Here's an example of a pure-Dagster graph that downloads a daily zip file and
extracts a known file name. Note: the ``download_large_file`` op has been
omitted for brevity.

.. code-block:: python

    import zipfile

    from datetime import datetime

    from dagster import op, job


    @op
    def get_todays_date() -> str:
        return datetime.today().strftime()


    @op
    def five() -> int:
        return 5


    @op
    def get_download_file_url(date: str) -> str:
        return f'https://example.com/{date}.csv'


    @op
    def get_nth_file_name(n: int) -> str:
        return f'file_{n:02}.txt'


    @op
    def extract_file_from_zip(context, zip_path: str, file_name: str) -> str:
        with zipfile.ZipFile(zip_path) as zip_file:
            with(f'/tmp/{file_name}', 'wb') as f:
                f.write(zip_file.read(file_name))
            context.log.info(f'Extracted {file_name} from {zip_path}')
            return f'/tmp/{file_name}'


    @job
    def process_data():
        date = get_todays_date()
        url = get_download_file_url(date)
        zip_path = download_large_file(url)

        file_name = get_nth_file_name(five())
        file_path = extract_file_from_zip(zip_path, file_name)



And here's the same graph, but with Dagstd ops.

.. code-block:: python

    import zipfile

    from datetime import datetime

    from dagster import op, job
    from dagstd.constants import Constant, Five
    from dagstd.operations import fmt


    @op
    def get_todays_date_string() -> str:
        return datetime.today().strftime("%Y-%m-%d")


    @op
    def extract_file_from_zip(context, zip_path: str, file_name: str) -> str:
        with zipfile.ZipFile(zip_path) as zip_file:
            with(f'/tmp/{file_name}', 'wb') as f:
                f.write(zip_file.read(file_name))
            context.log.info(f'Extracted {file_name} from {zip_path}')
            return f'/tmp/{file_name}'


    @job
    def process_data():
        date = get_todays_date_string()
        url = fmt(Constant('https://example.com/{}.csv'), [date])
        zip_path = download_large_file(url)

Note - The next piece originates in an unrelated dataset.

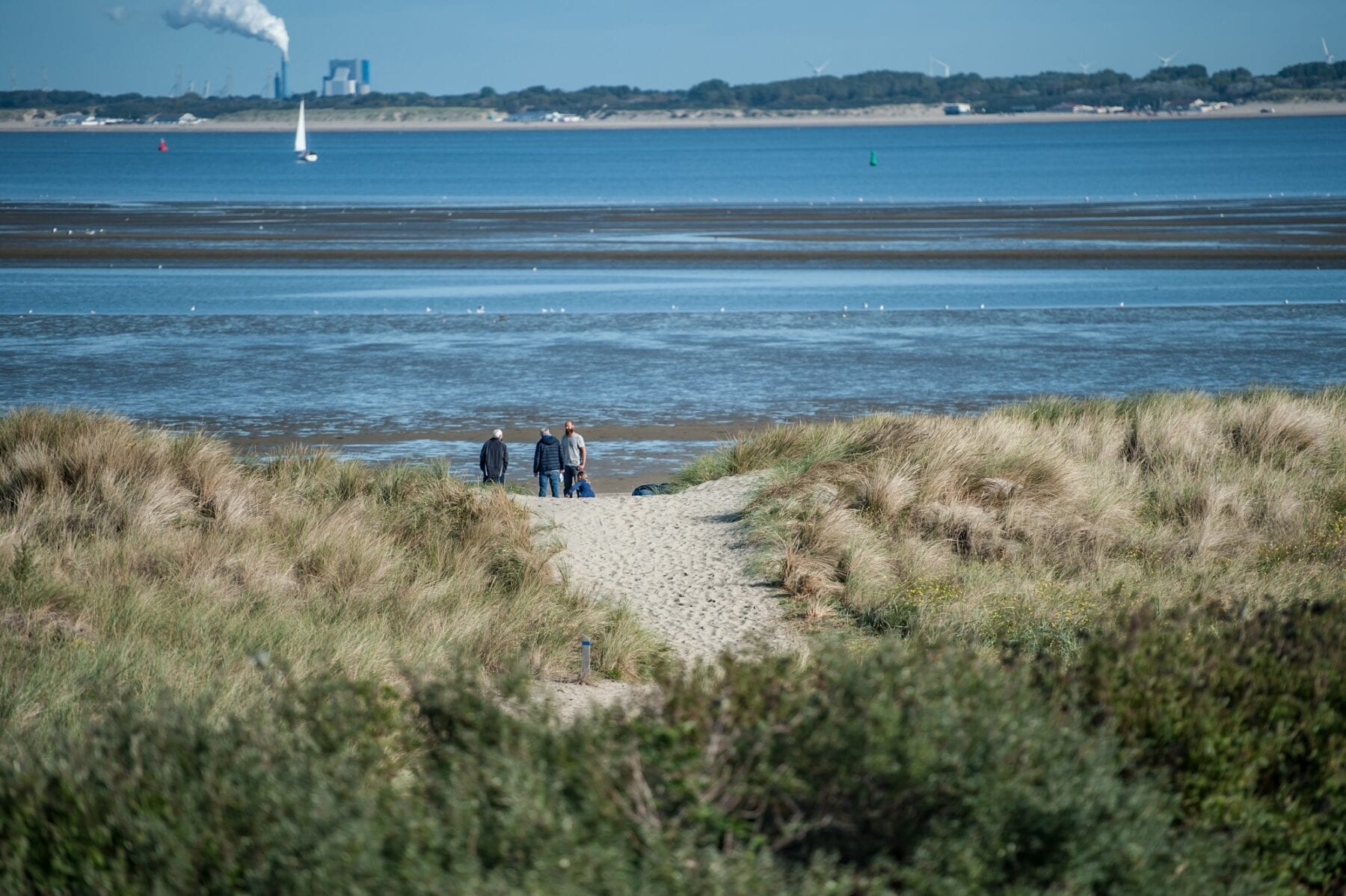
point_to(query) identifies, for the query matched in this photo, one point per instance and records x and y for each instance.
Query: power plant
(346, 79)
(283, 79)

        file_name = fmt(Constant('file_{}.txt'), [Five()])
        file_path = extract_file_from_zip(zip_path, file_name)

This was just a small example, but it serves to show how much boilerplate can
be avoided when using Dagstd.

Sphinx Autodoc Plugin
---------------------

Dagstd includes a Sphinx autodoc plugin that can be used to generate
documentation for Dagster ops. To use the autodoc plugin, add the following
to your ``conf.py`` file:

    .. code-block:: python

        extensions = [
            ...
            'dagstd.sphinx.parser',
        ]

By default, this will prefix all op documentation with ``(op)``. To change
this, add the following to your ``conf.py`` file:

    .. code-block:: python

        dagstd_op_prefix = 'My Op'

Documentation
-------------

Documentation can be found at
https://dagstd.readthedocs.io/en/latest/readme.html.

Installation
------------

Install Dagstd with pip:

.. code-block:: bash

    pip install dagstd

Dependencies
------------

- `dagster >= 0.14.17 <https://pypi.org/project/dagster/>`_

Contribute
----------

I'm always looking for more ideas to add to Dagstd. If you have an idea, please
open an issue or pull request, or message me on GitHub.

- Issue Tracker: https://github.com/isaacharrisholt/dagstd/issues
- Source Code: https://github.com/isaacharrisholt/dagstd

Support
-------

If you are having issues, please let me know.

License
-------

The project is licensed under the GNU GPLv3 license.